Obviously I don't want her to reject them, so can someone please advise?

Thanks


----------



## Mitts & Tess

It is perfect acceptable to move newborn kittens. Ive moved newborns up to the mother to nurse esp the runts. Once they are about 3 weeks Id make it a regular practise to handle them, to get the kittens use to humans and be adoptable.


----------



## Vivid Dawn

This is my *opinion* ...if you're unsure, it's best to ask a vet/vet-tech

If the mother is taking care of them, I would say the only handling you should do is after 2 or 3 weeks old (less fragile). Of course, you should be gentle since they're still pretty frail. Just hold them in your lap, or lay down and have them on your chest, and gently pet them.

If you're taking care of orphaned kittens, obviously you'll need to handle them to bottle feed and wipe their under-tail area for elimination.


----------



## paperbacknovel

I've been fostering a litter and was there at their birth...came home from work to see the mom giving birth in the LITTERBOX, so I called my vet to make sure, and she said YES definitely move them. So I touched newborn kittens with no ill effects. 

I was told to leave them alone for a few DAYS, but it was ok to pick them up after that. As long as you don't do it too much, and you're very gentle.
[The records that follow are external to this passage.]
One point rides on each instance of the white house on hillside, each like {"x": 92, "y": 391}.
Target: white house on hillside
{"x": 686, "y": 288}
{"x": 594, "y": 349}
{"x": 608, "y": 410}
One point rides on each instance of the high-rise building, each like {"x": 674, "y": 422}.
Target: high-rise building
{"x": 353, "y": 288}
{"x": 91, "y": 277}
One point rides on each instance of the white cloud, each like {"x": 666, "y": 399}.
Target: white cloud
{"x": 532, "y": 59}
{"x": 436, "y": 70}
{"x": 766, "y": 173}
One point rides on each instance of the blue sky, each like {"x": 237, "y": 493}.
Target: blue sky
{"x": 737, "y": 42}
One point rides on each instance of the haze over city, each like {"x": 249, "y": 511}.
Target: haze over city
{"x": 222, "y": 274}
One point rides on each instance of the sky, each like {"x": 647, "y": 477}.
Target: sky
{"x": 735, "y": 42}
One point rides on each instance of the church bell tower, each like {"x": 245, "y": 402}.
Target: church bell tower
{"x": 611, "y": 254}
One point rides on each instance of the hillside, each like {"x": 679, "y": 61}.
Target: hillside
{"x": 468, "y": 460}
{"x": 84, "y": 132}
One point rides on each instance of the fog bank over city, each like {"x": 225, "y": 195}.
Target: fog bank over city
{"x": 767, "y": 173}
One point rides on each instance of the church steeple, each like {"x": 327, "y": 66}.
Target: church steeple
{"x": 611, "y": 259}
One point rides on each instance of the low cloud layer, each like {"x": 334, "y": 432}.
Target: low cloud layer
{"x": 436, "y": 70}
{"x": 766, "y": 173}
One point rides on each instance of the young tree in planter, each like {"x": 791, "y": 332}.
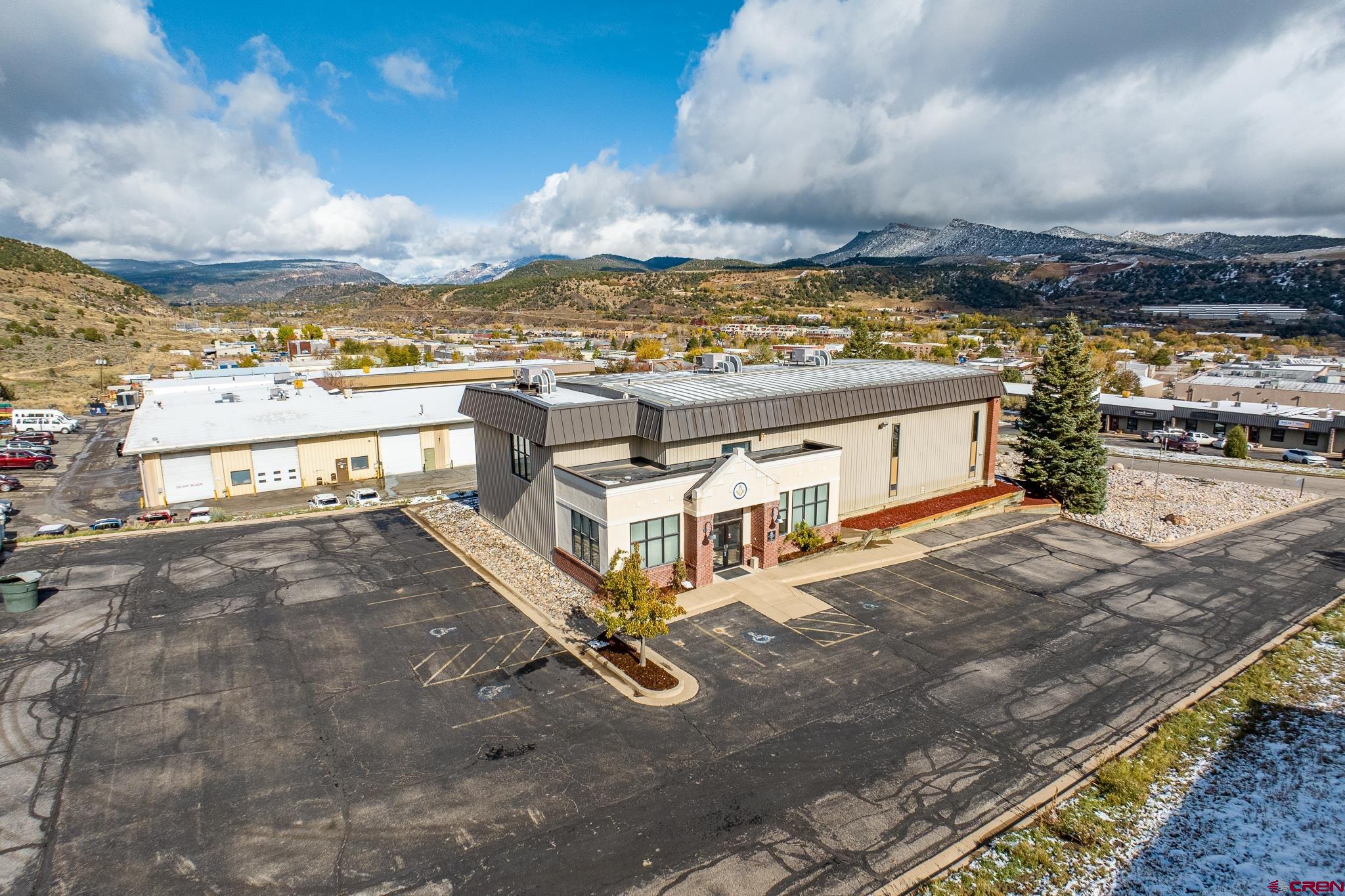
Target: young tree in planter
{"x": 1235, "y": 444}
{"x": 1063, "y": 454}
{"x": 630, "y": 603}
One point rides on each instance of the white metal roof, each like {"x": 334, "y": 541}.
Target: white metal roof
{"x": 182, "y": 419}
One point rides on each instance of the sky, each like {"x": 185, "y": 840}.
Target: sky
{"x": 417, "y": 139}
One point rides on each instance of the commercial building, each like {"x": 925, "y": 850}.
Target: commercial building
{"x": 219, "y": 435}
{"x": 713, "y": 467}
{"x": 1319, "y": 429}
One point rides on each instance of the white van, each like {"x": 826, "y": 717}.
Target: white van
{"x": 27, "y": 419}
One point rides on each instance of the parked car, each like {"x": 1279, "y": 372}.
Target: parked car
{"x": 55, "y": 528}
{"x": 156, "y": 516}
{"x": 363, "y": 498}
{"x": 1304, "y": 456}
{"x": 23, "y": 459}
{"x": 1180, "y": 444}
{"x": 24, "y": 445}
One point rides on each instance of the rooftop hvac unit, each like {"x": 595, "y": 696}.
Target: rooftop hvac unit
{"x": 720, "y": 363}
{"x": 537, "y": 379}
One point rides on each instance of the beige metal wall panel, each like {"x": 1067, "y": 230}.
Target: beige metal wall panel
{"x": 318, "y": 457}
{"x": 523, "y": 509}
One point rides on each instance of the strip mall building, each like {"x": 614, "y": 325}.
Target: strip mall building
{"x": 715, "y": 467}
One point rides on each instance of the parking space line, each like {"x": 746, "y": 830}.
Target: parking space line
{"x": 730, "y": 645}
{"x": 947, "y": 594}
{"x": 447, "y": 616}
{"x": 885, "y": 597}
{"x": 962, "y": 574}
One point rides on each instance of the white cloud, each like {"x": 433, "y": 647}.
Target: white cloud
{"x": 405, "y": 70}
{"x": 803, "y": 121}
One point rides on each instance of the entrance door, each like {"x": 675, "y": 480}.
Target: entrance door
{"x": 726, "y": 540}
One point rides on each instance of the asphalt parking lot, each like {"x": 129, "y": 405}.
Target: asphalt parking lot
{"x": 338, "y": 704}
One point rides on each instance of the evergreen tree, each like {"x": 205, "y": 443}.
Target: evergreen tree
{"x": 630, "y": 603}
{"x": 1063, "y": 453}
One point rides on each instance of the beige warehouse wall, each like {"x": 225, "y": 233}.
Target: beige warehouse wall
{"x": 227, "y": 459}
{"x": 935, "y": 452}
{"x": 318, "y": 457}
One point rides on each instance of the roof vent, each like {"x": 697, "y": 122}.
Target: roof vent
{"x": 536, "y": 379}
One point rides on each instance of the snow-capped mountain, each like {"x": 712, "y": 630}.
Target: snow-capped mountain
{"x": 481, "y": 272}
{"x": 966, "y": 238}
{"x": 892, "y": 241}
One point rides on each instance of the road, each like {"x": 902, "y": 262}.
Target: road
{"x": 337, "y": 704}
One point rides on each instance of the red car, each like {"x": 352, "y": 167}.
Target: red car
{"x": 156, "y": 516}
{"x": 1181, "y": 444}
{"x": 26, "y": 459}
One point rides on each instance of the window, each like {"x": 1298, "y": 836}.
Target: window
{"x": 659, "y": 540}
{"x": 810, "y": 505}
{"x": 521, "y": 457}
{"x": 584, "y": 539}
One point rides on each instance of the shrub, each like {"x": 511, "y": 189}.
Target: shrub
{"x": 805, "y": 538}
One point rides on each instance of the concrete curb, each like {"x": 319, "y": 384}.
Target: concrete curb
{"x": 1201, "y": 536}
{"x": 1071, "y": 782}
{"x": 579, "y": 649}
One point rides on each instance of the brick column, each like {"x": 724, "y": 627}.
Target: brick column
{"x": 695, "y": 550}
{"x": 764, "y": 550}
{"x": 992, "y": 438}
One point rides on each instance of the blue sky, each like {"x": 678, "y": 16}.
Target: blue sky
{"x": 536, "y": 86}
{"x": 417, "y": 139}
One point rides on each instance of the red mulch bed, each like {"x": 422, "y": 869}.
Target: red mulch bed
{"x": 933, "y": 507}
{"x": 651, "y": 675}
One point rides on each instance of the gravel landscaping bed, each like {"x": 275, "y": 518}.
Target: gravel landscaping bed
{"x": 546, "y": 587}
{"x": 1189, "y": 504}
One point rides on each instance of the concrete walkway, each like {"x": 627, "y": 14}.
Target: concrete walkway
{"x": 774, "y": 593}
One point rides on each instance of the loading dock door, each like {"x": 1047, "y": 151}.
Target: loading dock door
{"x": 276, "y": 467}
{"x": 188, "y": 477}
{"x": 400, "y": 452}
{"x": 462, "y": 446}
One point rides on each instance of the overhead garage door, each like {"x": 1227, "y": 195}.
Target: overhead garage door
{"x": 188, "y": 477}
{"x": 400, "y": 452}
{"x": 462, "y": 446}
{"x": 276, "y": 467}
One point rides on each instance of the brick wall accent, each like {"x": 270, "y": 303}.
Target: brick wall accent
{"x": 571, "y": 566}
{"x": 787, "y": 548}
{"x": 695, "y": 550}
{"x": 767, "y": 553}
{"x": 992, "y": 438}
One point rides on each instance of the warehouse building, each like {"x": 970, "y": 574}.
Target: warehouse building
{"x": 1271, "y": 425}
{"x": 715, "y": 467}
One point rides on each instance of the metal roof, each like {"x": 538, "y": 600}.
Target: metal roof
{"x": 682, "y": 405}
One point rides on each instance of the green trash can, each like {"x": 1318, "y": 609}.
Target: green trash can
{"x": 20, "y": 591}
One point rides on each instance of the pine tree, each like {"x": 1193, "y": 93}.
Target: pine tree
{"x": 1063, "y": 453}
{"x": 630, "y": 603}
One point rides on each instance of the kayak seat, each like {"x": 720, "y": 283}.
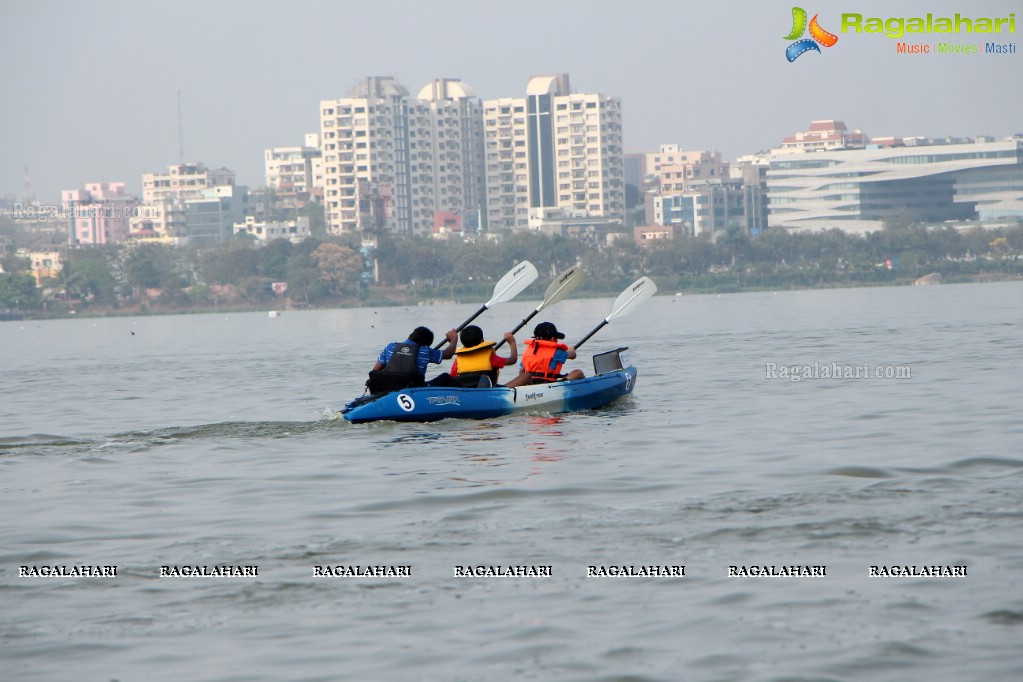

They get scared and tend to cry if you just dangle them in the air- they do better held to your chest so that they can feel your heartbeat. It helps if the mom is already comfortable with you, but this was a semi-feral foster cat that we picked up a few days before she gave birth, and she was still totally okay with us touching them.


----------



## jusjim

With absolutely no experience or knowledge on the matter, the only thing I would suggest is to be sure to give the mother plenty of petting, too.


----------



## whiteghost

Well, I don't have ALOT of experience in raising litters of kittens but we have had a few litters here over the years until the cats were spayed....with each litter I have picked up each and every kitten the day it was born and made sure everything appeared normal. Made sure each one was latching on and eating. After that I would feel their bellies daily but I didn't pick them up unless I needed to. After they were a bit older, I would handle them more to keep them tame and use to humans. 

However, my mother kitties were completely fine with me handling and touching the kittens.


----------



## Mitts & Tess

Unfortunately or maybe fortunately ~ depending how you look at it ~ my TNR group has had lots of experience handling new born kittens and raising kittens!  :? To keep a kitten safe is important. So you will be handling them. How much handling depends on the mother. Is she feral, semi feral, socialized etc? New borns are so tiny they can fit in the cup of your hand! Its precious. I hope everything is going well with the new mom and kittens you have.


----------



## Mrs. PBJ

I have fostered many litters I hold them two or three times a day from birth talk to them love them kiss them. 

I have held litters that the mother only knew me for a few days the earlier you hold them the more social they are. 


So I would say hold them now you need to weigh them everyday anyway to make sure they are gaining weight to change bedding every two days. 


I would say hold them now.


----------